Helium-3 is the light, stable cousin of the more common Helium-4 (the gas used to fill party balloons). Most of the Earth’s supply is found underground, and is mined along with natural gas and oil, primarily in Texas. Helium-3 is also formed by the decay of tritium, which was manufactured in the United States as part of their now-much-reduced nuclear weapons programme, and for some nuclear reactors. But helium-3 was largely seen as a “waste product”, says Bentz, making US government officials happy to sell their stockpile at cost to anyone who wanted it.
The number of people who want it has been growing fast — largely thanks to its use in detectors that check for nuclear material at border crossings. After the September 11 terrorist attacks of 2001, US demand started to rise quickly, from less than 10,000 litres to nearly 60,000 litres in 2009. The gas is also used for low-temperature physics — liquid helium with a dash of helium-3 is perfect for getting down below 1 degree Kelvin — and to image lungs using helium-diffusion MRI. Demand drove prices from hundreds of dollars per litre to a peak of $5000 per litre on the black market.
In 2008, says Bentz, the US government put the brakes on the stockpile sales, and their committee was formed a year later to sort out the problem. Their first step was to put a lid on what gets allocated, and to whom. “We went to the folks who said they needed 100,000 litres and said, ‘no, really…’,” says Bentz. “When we asked: ‘no kidding, what do you need?’ demand dropped by orders of magnitude.” They also commissioned a team of scientists to work out how to get helium-3 out of a particularly recalcitrant batch of tritium left-over from warhead manufacture. That is now being implemented, and will lead to a one-time, 10,000 litre bump in supplies next year, says Bentz. The committee is hoping to secure deals with nations that have heavy water nuclear reactors to see if they can get further supplies of helium-3 from them in future.
Meanwhile the inter-agency group is encouraging people to switch to alternatives. For nuclear-material detections, some companies have developed boron-trifluoride or boron-lined alternative systems that are just as good, says Joe Glaser of the National Nuclear Security Administration. New supplies of the gas have effectively stopped going to the border patrol gates — they are using their own stockpiles until switching to boron-based systems, which will likely start to happen in the coming months. “Boron companies are very happy,” says Glaser.
Scientists who need the gas for their research now have to all go through a central online clearing house, established in late 2010, to plead their case. The major US grant-giving agencies, including the national science foundation and the national institutes of health, have agreed not to give grants to scientists who haven’t pre-secured their helium-3, says Bentz. Previously, some scientists found themselves with grants to do research but unable to get supplies to do it, she says. “That was the real heart-break.”
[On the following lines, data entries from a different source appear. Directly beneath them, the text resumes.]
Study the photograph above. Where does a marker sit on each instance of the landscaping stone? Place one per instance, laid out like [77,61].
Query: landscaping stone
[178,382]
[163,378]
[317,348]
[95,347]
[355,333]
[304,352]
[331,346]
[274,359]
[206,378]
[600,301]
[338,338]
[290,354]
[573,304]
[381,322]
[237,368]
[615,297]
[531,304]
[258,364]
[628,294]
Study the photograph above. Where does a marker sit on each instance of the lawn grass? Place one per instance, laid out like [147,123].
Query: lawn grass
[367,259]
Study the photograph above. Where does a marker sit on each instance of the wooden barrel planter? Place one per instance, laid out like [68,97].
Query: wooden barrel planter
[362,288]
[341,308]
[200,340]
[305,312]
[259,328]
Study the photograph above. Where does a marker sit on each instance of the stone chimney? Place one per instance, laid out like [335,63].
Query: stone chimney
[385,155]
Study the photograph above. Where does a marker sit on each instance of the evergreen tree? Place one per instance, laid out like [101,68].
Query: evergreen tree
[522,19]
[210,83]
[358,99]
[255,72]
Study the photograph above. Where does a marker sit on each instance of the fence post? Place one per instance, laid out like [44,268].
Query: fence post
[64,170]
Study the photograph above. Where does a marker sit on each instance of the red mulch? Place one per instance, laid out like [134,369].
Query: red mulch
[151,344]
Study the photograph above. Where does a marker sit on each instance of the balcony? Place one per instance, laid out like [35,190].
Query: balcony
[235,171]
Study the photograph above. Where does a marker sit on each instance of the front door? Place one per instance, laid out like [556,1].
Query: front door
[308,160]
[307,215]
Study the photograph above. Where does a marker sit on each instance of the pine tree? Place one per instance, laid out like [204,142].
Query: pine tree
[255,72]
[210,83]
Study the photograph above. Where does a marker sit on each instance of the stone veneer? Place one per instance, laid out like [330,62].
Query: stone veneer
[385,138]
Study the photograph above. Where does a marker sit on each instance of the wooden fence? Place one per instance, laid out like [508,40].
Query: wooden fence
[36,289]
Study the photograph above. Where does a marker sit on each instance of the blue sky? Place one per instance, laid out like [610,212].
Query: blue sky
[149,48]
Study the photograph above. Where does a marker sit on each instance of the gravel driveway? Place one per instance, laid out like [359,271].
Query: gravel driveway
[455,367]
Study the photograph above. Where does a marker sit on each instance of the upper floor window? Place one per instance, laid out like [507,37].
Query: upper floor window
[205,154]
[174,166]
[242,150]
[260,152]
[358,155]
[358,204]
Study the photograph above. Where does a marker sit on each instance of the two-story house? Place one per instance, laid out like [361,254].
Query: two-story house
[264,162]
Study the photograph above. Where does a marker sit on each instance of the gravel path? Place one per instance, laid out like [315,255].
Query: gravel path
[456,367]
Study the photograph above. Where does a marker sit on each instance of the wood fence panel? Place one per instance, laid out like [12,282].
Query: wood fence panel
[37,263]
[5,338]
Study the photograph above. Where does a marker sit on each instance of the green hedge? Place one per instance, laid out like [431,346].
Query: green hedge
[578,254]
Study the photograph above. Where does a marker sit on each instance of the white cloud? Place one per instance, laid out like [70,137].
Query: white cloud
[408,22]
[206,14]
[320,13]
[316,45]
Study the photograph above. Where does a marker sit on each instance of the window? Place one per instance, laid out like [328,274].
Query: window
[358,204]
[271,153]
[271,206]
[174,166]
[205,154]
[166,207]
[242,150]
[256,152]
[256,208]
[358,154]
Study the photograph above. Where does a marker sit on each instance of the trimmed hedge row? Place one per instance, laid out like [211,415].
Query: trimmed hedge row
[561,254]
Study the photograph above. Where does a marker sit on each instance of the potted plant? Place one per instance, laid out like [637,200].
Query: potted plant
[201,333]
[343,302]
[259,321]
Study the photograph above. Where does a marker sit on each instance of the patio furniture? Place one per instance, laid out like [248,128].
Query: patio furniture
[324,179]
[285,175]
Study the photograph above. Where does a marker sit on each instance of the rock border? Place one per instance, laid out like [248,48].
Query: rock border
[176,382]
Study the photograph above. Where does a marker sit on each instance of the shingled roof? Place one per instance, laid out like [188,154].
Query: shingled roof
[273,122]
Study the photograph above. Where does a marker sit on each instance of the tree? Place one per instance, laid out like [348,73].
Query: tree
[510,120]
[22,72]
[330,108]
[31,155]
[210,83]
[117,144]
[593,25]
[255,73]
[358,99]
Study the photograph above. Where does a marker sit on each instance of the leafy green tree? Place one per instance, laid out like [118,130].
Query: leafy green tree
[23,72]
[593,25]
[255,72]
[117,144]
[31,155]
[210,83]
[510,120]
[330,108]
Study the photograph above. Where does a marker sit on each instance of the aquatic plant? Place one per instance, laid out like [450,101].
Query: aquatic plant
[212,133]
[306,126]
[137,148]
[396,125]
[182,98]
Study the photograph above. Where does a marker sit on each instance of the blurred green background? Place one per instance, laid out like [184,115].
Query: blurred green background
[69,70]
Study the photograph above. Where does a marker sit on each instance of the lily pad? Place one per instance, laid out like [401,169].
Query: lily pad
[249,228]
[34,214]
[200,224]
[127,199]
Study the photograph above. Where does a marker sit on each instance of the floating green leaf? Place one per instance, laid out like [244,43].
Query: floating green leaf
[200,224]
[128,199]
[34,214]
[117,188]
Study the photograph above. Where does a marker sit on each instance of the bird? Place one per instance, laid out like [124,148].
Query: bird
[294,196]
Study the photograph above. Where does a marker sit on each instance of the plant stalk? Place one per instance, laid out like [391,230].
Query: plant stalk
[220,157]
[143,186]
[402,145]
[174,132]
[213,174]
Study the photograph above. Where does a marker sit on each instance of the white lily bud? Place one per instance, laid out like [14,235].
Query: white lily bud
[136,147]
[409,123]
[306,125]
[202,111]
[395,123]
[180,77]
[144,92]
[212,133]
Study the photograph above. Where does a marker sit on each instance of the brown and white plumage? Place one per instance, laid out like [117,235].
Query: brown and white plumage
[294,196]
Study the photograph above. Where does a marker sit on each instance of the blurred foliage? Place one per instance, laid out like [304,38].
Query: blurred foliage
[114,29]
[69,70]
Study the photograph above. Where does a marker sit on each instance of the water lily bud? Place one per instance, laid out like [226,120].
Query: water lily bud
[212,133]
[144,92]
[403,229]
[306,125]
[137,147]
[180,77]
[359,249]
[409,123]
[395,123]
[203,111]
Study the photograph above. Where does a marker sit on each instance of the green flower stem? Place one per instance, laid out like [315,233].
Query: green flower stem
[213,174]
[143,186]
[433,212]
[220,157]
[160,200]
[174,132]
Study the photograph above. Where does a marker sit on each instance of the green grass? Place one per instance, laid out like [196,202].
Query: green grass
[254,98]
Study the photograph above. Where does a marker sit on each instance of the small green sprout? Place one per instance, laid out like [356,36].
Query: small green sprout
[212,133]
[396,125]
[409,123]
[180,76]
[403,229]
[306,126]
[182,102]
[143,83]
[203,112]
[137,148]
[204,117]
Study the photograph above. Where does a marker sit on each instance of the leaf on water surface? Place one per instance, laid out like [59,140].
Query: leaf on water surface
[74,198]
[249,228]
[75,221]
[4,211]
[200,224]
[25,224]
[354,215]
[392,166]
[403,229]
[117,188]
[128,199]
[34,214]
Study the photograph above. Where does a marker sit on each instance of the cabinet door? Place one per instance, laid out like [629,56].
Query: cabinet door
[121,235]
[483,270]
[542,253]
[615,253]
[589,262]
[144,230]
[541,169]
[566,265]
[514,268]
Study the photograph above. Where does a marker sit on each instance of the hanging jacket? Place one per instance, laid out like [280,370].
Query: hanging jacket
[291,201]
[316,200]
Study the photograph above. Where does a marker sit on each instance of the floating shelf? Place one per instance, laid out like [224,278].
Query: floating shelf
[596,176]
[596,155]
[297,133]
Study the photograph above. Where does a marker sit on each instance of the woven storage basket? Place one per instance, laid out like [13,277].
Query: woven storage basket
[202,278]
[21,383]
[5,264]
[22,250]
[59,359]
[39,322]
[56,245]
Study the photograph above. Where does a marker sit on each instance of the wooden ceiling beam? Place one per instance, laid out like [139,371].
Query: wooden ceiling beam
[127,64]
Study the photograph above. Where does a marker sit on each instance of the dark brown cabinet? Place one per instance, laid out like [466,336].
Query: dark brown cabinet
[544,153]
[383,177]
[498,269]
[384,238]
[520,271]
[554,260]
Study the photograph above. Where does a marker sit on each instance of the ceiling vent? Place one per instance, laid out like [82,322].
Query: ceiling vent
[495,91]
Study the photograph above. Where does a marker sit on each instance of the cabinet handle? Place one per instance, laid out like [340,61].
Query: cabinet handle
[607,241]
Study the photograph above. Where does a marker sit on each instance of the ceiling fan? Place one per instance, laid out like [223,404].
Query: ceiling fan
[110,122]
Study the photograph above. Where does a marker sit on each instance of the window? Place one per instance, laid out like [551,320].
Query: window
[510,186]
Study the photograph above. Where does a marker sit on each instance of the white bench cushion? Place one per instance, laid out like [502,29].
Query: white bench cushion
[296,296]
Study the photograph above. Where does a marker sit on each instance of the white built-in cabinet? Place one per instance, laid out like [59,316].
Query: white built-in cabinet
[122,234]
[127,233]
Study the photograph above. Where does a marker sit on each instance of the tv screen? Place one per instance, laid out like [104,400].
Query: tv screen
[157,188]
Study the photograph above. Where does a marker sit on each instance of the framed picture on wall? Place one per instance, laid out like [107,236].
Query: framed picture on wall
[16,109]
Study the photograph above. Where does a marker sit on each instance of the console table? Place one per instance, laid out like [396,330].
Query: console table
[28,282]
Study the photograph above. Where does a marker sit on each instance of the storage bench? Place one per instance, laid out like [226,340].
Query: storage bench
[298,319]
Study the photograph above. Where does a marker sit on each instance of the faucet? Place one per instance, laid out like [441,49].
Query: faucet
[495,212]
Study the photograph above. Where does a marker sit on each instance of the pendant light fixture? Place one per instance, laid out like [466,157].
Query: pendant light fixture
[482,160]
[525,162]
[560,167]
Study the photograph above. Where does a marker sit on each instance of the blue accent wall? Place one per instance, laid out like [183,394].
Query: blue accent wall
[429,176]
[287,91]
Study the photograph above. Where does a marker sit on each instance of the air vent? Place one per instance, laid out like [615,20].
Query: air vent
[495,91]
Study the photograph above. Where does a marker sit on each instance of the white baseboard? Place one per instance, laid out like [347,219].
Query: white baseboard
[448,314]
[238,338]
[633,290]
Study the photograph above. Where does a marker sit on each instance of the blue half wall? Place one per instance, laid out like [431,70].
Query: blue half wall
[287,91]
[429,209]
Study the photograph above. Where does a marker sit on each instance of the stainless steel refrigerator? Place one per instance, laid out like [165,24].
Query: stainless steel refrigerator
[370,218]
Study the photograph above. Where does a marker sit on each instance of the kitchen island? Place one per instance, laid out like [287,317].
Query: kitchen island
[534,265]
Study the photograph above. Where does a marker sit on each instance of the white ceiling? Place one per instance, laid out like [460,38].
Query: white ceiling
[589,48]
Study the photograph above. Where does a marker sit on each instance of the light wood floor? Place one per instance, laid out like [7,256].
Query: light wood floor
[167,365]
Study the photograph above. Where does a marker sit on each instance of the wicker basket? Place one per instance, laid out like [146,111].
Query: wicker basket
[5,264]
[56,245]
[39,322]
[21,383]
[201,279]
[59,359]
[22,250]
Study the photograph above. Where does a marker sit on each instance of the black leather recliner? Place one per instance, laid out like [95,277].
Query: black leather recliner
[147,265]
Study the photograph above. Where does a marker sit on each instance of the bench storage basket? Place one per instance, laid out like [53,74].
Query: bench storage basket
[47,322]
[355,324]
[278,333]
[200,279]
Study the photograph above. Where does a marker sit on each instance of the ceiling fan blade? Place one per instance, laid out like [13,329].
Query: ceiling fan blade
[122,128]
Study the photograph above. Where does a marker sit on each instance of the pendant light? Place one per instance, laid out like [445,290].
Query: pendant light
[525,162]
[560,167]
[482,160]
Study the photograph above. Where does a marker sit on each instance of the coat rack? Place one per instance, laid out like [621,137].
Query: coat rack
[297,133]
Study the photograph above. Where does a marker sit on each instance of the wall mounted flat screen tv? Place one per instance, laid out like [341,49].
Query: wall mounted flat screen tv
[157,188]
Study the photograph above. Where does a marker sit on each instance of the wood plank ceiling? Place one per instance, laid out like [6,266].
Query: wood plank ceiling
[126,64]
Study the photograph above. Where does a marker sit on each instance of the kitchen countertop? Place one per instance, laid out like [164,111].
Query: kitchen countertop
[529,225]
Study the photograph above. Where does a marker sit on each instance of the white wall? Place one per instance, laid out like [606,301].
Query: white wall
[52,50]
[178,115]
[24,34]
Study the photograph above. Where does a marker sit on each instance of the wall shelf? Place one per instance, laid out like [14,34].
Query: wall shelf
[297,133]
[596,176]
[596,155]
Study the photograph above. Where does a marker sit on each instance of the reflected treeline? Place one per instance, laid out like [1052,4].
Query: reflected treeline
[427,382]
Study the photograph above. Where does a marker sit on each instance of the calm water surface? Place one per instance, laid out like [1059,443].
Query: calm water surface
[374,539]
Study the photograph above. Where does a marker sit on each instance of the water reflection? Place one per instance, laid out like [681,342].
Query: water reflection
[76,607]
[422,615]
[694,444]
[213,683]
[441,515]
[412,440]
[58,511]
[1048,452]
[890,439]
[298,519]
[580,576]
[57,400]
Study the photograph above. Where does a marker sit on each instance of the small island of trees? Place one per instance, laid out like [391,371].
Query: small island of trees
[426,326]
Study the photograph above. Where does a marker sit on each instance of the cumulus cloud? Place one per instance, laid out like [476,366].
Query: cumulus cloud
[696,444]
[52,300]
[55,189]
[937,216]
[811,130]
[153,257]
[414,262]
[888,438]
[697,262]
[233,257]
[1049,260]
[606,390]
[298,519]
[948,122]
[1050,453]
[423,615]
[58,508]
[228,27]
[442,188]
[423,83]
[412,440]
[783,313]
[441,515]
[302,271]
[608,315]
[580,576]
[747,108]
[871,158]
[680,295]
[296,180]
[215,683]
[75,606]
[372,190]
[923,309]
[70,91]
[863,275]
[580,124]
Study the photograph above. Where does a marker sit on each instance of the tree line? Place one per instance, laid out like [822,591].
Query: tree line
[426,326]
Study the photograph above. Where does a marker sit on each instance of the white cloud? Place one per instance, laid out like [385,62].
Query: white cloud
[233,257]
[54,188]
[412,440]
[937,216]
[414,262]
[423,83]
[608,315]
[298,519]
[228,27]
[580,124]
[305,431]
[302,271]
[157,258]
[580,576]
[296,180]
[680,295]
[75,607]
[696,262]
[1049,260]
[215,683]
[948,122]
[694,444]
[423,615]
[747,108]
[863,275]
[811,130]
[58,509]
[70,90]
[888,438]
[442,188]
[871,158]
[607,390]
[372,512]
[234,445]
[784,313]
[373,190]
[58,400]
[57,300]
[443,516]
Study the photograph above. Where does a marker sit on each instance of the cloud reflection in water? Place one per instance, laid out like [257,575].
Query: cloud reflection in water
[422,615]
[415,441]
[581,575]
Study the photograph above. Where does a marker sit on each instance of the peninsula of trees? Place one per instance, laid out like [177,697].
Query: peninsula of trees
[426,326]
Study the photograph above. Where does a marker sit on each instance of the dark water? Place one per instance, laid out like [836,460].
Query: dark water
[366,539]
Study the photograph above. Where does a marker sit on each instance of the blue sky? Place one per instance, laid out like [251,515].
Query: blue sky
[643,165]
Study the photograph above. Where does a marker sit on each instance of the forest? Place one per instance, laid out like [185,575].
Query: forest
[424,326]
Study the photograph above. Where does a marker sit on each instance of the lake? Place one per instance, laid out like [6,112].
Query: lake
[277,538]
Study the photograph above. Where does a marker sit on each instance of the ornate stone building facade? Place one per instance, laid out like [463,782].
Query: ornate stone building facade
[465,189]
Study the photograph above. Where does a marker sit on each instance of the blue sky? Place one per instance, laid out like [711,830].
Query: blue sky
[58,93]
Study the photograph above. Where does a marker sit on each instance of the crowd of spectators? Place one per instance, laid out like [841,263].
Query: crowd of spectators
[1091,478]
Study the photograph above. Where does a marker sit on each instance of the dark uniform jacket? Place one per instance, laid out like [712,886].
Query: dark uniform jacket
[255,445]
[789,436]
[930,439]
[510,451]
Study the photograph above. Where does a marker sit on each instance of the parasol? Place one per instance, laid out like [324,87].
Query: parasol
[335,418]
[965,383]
Bentz says the helium-3 ‘rescue’ has been a real success thanks to many government agencies working together on the problem — even if spurred by an unfortunate crisis. “It was a bad way to do good inter-agency co-operation,” agrees Glaser. The committee estimates the US can count on an ongoing supply of more than 25,000 litres per year in future, and think a price of about $1500 per litre would both be fair and help to drive innovation on alternatives.